Characterization of a naturally occurring mutation V368M in the human glucagon receptor and its association with metabolic disorders
- Biochem J. 2020 Jul 17;477(13):2581-2594. doi: 10.1042/BCJ20200235.
- 1. The National Center for Drug Screening and CAS Key Laboratory of Receptor Research, Shanghai Institute of Materia Medica, Chinese Academy of Sciences (CAS), Shanghai 201203, China.
- 2. School of Life Science and Technology, ShanghaiTech University, Shanghai 201210, China.
- 3. University of Chinese Academy of Sciences, Beijing 100049, China.
- 4. School of Pharmacy, Fudan University, Shanghai 201203, China.
- 5. iHuman Institute, ShanghaiTech University, Shanghai 201210, China.

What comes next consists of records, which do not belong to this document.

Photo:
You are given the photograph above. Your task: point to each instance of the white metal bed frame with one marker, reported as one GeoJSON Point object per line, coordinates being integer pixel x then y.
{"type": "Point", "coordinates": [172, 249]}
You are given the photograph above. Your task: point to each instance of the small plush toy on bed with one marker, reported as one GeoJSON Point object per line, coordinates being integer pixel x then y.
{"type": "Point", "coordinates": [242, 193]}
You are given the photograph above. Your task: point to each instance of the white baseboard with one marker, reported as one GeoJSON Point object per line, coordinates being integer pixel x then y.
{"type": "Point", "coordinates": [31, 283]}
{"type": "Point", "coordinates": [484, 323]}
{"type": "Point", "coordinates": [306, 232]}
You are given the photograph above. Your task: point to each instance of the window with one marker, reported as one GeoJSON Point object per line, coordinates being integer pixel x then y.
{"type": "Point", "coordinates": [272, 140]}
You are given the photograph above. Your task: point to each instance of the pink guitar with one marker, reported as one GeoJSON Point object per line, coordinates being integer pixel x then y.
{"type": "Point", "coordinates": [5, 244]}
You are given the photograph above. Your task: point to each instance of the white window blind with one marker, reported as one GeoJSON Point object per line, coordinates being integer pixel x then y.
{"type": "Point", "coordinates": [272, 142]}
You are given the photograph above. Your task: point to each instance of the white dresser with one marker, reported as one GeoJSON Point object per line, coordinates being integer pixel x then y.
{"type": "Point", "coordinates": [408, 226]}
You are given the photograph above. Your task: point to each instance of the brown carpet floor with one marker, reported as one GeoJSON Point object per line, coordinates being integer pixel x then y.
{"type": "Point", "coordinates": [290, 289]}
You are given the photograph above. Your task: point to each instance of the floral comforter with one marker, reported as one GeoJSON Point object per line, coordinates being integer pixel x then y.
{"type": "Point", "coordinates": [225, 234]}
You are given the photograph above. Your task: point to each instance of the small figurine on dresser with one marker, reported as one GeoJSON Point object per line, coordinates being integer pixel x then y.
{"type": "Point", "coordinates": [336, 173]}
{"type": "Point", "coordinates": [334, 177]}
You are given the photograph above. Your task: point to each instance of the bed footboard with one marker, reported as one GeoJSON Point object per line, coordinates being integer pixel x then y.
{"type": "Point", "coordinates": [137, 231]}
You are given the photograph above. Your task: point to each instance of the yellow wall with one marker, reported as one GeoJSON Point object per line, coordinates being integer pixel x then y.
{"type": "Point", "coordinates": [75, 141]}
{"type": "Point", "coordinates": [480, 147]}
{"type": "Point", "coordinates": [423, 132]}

- 6. School of Basic Medical Sciences, Fudan University, Shanghai 200032, China.
- # Contributed equally.
Glucagon is a peptide hormone secreted by islet α cells. It plays crucial roles in glucose homeostasis and metabolism by activating its cognate Glucagon Receptor (GCGR). A naturally occurring deleterious mutation V368M in the human GCGR leads to reduced ligand binding and down-regulation of glucagon signaling. To examine the association between this mutation and metabolic disorders, a knock-in mouse model bearing homozygous V369M substitution (equivalent to human V368M) in GCGR was made using CRISPR-Cas9 technology. These GcgrV369M+/+ mice displayed lower fasting blood glucose levels with improved glucose tolerance compared with wild-type controls. They also exhibited hyperglucagonemia, pancreas enlargement and α cell hyperplasia with a lean phenotype. Additionally, V369M mutation resulted in a reduction in adiposity with normal body weight and food intake. Our findings suggest a key role of V369M/V368M mutation in GCGR-mediated glucose homeostasis and pancreatic functions, thereby pointing to a possible interplay between GCGR defect and metabolic disorders.